Pain, Protest, and Opportunity – Lockdown Day 82

***Due to bad storms, we have been without power since 12:30 PM Wednesday. Sorry for the delay in posting.***

“We must take sides. Neutrality helps the oppressor, never the victim. Silence helps the tormentor, never the tormented.” ~ Elie Wiesel

Last week, I wrote about civilization and how America needs to revisit the meaning of community and social responsibility.

This week has seen what happens when the social contract is broken with a particular group of people again and again and again for generations. When a group of people is consistently seen as less, as expendable, as not worthy of belonging to that social contract, we end up right here. With an officer of the law coldly and deliberately murdering a black man in broad daylight, in front of many witnesses, being videotaped…and not caring. He and the 3 officers that were his accomplices  were so assured they would suffer no consequences that they didn’t mind having an audience.

America is broken. For African-Americans, it has been broken for hundreds of years—and the massive protests we have seen in the wake of this latest brazen murder are the result.

I’m not talking about the looting.
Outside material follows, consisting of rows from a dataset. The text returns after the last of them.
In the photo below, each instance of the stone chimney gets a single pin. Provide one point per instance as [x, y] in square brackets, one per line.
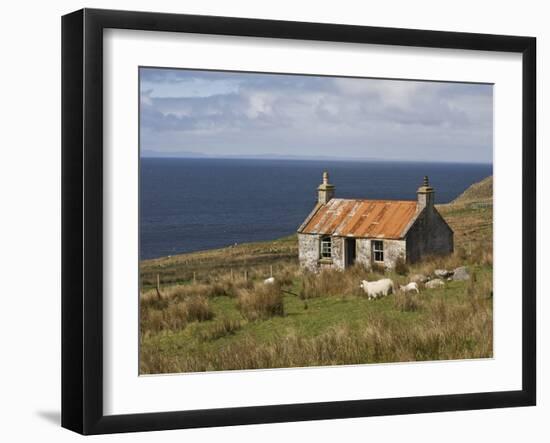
[425, 195]
[325, 190]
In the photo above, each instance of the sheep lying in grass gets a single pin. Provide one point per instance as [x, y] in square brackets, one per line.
[411, 287]
[377, 289]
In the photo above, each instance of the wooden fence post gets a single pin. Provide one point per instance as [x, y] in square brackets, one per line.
[159, 294]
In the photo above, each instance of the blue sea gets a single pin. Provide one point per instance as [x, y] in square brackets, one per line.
[196, 204]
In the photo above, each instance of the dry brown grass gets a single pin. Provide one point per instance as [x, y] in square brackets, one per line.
[157, 315]
[218, 329]
[407, 302]
[457, 332]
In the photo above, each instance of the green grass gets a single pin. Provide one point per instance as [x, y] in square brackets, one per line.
[335, 324]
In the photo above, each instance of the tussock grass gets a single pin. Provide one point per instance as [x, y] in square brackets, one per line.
[459, 332]
[218, 329]
[261, 302]
[159, 315]
[222, 321]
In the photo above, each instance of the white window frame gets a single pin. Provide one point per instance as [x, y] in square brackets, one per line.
[325, 240]
[377, 248]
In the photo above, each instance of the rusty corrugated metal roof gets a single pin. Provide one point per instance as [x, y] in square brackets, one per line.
[361, 218]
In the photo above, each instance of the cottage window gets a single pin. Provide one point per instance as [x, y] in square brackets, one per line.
[378, 250]
[326, 247]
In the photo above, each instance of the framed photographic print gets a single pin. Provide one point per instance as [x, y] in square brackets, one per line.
[269, 221]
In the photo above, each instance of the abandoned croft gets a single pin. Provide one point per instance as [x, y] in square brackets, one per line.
[339, 233]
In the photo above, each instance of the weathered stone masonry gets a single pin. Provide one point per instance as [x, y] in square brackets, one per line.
[407, 229]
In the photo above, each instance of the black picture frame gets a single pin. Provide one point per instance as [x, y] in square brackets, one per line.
[82, 218]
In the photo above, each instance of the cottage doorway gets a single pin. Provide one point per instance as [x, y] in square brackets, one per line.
[350, 251]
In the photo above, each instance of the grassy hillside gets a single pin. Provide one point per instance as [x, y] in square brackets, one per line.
[215, 313]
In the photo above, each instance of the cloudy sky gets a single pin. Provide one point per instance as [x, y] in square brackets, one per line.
[224, 114]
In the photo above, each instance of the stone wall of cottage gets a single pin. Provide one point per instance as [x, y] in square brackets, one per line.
[308, 251]
[429, 235]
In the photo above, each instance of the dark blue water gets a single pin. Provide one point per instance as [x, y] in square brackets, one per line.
[195, 204]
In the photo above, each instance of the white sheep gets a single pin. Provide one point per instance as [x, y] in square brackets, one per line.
[410, 287]
[377, 289]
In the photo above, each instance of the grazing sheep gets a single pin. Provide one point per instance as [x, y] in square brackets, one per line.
[412, 286]
[377, 289]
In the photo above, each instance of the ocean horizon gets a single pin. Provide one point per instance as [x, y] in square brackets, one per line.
[194, 204]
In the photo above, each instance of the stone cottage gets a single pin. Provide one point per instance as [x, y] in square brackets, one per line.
[341, 232]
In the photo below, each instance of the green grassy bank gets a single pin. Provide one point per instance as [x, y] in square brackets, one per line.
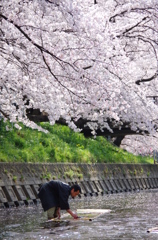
[59, 145]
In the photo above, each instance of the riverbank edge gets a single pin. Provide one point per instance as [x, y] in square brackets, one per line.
[19, 182]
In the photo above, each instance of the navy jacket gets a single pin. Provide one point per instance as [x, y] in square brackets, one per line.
[54, 194]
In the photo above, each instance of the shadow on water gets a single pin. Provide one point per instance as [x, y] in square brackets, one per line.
[131, 216]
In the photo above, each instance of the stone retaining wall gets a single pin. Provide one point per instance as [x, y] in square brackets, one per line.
[19, 182]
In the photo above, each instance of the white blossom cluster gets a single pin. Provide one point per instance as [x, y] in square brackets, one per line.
[76, 59]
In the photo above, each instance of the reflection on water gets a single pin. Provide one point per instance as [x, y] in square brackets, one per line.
[132, 214]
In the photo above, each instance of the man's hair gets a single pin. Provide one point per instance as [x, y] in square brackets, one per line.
[76, 187]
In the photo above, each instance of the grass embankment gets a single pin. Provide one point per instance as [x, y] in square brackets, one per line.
[59, 145]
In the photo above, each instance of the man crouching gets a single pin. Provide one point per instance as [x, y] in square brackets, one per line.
[54, 196]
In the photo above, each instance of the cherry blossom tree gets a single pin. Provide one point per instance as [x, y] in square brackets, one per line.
[75, 59]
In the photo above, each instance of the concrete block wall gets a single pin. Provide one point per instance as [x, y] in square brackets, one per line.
[19, 182]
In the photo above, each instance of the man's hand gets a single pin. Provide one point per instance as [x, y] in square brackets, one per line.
[58, 213]
[72, 214]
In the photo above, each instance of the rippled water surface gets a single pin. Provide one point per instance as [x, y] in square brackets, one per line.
[131, 216]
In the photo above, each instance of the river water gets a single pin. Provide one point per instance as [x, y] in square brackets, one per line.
[132, 214]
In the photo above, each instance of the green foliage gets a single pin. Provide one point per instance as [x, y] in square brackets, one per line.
[61, 144]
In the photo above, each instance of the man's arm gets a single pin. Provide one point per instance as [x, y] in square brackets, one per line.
[72, 214]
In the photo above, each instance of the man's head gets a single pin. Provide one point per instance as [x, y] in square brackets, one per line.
[75, 190]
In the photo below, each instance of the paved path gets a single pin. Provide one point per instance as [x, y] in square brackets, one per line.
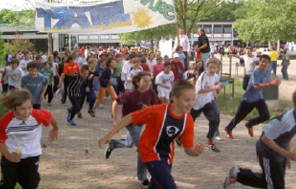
[66, 164]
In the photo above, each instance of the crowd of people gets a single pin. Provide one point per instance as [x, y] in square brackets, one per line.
[165, 94]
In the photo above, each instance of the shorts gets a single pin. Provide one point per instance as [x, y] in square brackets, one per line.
[164, 94]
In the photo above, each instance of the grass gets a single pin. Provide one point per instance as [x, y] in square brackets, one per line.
[229, 105]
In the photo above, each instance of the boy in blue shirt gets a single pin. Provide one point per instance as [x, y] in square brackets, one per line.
[253, 98]
[36, 83]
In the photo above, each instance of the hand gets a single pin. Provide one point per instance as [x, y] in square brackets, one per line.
[14, 157]
[103, 141]
[275, 82]
[199, 149]
[53, 135]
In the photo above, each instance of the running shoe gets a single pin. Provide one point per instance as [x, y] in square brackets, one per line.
[228, 134]
[108, 151]
[212, 147]
[232, 177]
[250, 130]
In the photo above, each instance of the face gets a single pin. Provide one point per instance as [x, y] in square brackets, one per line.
[212, 68]
[33, 72]
[185, 101]
[24, 111]
[145, 83]
[264, 64]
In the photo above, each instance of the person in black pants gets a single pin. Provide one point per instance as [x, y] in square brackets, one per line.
[274, 154]
[253, 98]
[77, 82]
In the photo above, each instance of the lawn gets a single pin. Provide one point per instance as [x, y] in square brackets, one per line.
[228, 104]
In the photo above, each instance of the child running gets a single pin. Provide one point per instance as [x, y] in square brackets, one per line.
[274, 153]
[20, 135]
[253, 98]
[164, 124]
[142, 97]
[206, 85]
[164, 81]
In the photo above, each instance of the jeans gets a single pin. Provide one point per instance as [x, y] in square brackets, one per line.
[134, 133]
[211, 111]
[245, 108]
[161, 177]
[204, 58]
[285, 71]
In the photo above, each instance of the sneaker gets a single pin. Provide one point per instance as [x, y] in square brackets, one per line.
[212, 147]
[91, 113]
[145, 183]
[218, 138]
[228, 134]
[250, 130]
[179, 142]
[231, 178]
[68, 114]
[72, 122]
[108, 151]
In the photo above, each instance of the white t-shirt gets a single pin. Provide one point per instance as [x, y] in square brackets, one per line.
[15, 77]
[204, 81]
[165, 79]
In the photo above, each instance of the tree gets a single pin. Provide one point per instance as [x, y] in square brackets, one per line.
[267, 21]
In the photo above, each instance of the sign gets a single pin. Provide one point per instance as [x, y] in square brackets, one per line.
[108, 16]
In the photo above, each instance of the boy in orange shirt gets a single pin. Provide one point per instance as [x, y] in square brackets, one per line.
[164, 124]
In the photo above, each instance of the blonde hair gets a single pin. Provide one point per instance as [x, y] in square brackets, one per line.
[16, 98]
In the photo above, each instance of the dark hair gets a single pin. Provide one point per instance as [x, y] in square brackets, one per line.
[166, 64]
[265, 56]
[32, 64]
[84, 67]
[16, 98]
[181, 85]
[137, 78]
[109, 60]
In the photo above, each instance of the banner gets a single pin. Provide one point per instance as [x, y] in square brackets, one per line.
[106, 17]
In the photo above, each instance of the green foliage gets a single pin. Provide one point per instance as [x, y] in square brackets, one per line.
[267, 20]
[231, 108]
[18, 44]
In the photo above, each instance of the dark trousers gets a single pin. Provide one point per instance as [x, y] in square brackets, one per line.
[37, 106]
[272, 176]
[49, 93]
[76, 105]
[25, 173]
[161, 177]
[245, 108]
[211, 111]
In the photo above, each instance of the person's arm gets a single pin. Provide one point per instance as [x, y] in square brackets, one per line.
[196, 151]
[275, 147]
[14, 157]
[53, 134]
[127, 120]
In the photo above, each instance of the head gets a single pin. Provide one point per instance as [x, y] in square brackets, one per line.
[213, 65]
[32, 68]
[20, 101]
[167, 68]
[84, 71]
[14, 63]
[183, 94]
[142, 81]
[264, 62]
[111, 63]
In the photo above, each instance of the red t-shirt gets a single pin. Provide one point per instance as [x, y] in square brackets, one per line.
[71, 68]
[162, 128]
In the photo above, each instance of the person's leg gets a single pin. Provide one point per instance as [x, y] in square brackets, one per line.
[243, 110]
[29, 177]
[263, 113]
[160, 175]
[9, 172]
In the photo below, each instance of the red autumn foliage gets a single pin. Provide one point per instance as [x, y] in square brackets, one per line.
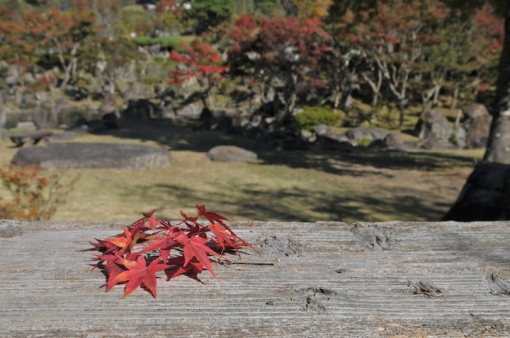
[200, 60]
[150, 245]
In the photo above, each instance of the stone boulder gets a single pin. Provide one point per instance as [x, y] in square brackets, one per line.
[191, 111]
[485, 196]
[392, 140]
[359, 133]
[474, 110]
[477, 131]
[138, 110]
[280, 140]
[433, 129]
[231, 154]
[323, 129]
[93, 156]
[108, 104]
[337, 142]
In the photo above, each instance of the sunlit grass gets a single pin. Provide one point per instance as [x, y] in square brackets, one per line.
[308, 185]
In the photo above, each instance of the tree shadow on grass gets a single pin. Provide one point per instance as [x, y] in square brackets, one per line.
[251, 202]
[179, 136]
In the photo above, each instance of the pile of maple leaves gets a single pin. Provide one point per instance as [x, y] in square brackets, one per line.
[150, 245]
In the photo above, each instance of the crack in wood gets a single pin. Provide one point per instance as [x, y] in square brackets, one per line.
[371, 237]
[8, 230]
[425, 288]
[497, 286]
[277, 246]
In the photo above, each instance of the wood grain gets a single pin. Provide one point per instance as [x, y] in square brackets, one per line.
[313, 280]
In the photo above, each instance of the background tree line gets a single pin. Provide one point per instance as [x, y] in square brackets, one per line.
[393, 54]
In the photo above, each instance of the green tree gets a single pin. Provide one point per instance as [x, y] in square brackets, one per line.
[211, 13]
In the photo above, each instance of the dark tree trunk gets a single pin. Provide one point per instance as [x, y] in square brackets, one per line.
[486, 194]
[498, 146]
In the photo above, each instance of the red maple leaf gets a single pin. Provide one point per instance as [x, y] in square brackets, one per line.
[139, 274]
[195, 247]
[164, 244]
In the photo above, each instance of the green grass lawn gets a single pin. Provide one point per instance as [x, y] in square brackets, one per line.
[308, 185]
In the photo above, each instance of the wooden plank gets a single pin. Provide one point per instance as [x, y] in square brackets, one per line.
[314, 279]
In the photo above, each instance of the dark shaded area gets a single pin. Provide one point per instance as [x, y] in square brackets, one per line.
[485, 196]
[178, 136]
[338, 206]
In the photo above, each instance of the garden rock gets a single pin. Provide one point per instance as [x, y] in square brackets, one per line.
[323, 129]
[110, 121]
[474, 110]
[138, 110]
[280, 140]
[433, 129]
[231, 154]
[393, 139]
[108, 104]
[485, 196]
[93, 156]
[338, 142]
[477, 131]
[39, 118]
[366, 133]
[190, 111]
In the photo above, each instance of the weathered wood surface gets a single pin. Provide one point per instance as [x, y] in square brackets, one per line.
[314, 280]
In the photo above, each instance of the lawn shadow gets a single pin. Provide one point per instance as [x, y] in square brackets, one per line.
[303, 205]
[178, 136]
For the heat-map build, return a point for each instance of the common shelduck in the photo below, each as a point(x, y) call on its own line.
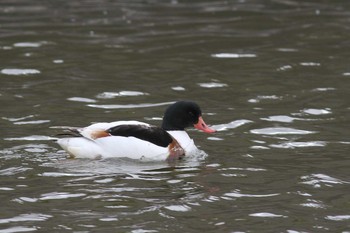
point(139, 140)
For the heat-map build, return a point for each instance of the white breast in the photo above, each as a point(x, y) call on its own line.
point(184, 140)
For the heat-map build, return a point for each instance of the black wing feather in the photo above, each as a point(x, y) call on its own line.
point(153, 134)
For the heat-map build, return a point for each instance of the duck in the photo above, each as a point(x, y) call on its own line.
point(139, 140)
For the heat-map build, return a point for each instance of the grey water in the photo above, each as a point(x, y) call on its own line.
point(273, 77)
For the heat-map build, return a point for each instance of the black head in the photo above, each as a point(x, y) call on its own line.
point(181, 115)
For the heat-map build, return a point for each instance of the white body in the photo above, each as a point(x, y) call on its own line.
point(118, 146)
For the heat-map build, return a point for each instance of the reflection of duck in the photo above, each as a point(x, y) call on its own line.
point(138, 140)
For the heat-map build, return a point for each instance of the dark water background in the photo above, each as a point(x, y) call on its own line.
point(272, 76)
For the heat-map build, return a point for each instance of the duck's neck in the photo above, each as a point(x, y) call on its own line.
point(169, 127)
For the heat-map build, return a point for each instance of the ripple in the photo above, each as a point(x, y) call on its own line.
point(29, 44)
point(279, 131)
point(26, 218)
point(259, 98)
point(310, 64)
point(31, 138)
point(267, 215)
point(82, 99)
point(120, 106)
point(234, 55)
point(19, 71)
point(231, 125)
point(314, 111)
point(338, 217)
point(31, 122)
point(280, 118)
point(178, 88)
point(60, 195)
point(212, 85)
point(288, 145)
point(111, 95)
point(238, 194)
point(18, 229)
point(178, 208)
point(316, 180)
By most accounts, the looting is separate, instigated by people who would take advantage of the legitimate grief and rage and fear of Americans and twist it for their own agenda. Let it not distract us from the central issue.

The real protests, the peaceful protests, are filled with people who have had enough. Enough of the injustice. Enough of the inequality. Enough of the brutality. Enough of the hate. Enough of the death.

They are filled with people grieving the needless deaths of African-Americans, but also the death of the ideals we Americans profess to believe in—equality under the law, that all men are created equal, and the inalienable right to LIFE.

History shows that African-Americans have never really lived in that America. For them, it has been a litany of broken promises. The growing prevalence of cell phones and social media is shining the light on racism like never before. It is bringing its horror and ugliness into our living rooms, much as TV did the Vietnam War, and the results are similar. With the truth right in front of us, more and more people—of every skin color—are saying, “Enough!”

Enough.

The coronavius stopped the world and gave us a chance to contemplate what sort of “normal” we want to return to. I don’t want a normal where people have no health care. A normal where people live paycheck to paycheck. A normal where the lives of African-Americans are thrown away with such casual disdain.

Racism has been a cancer in America for too long. The convulsions we are experiencing are necessary to birth something better. Painful as this is, this moment is an opportunity. An opportunity to begin fixing a wrong too long unattended.

Let’s not waste this opportunity.

Let’s get it right this time.

I see you. I hear you. I stand with you.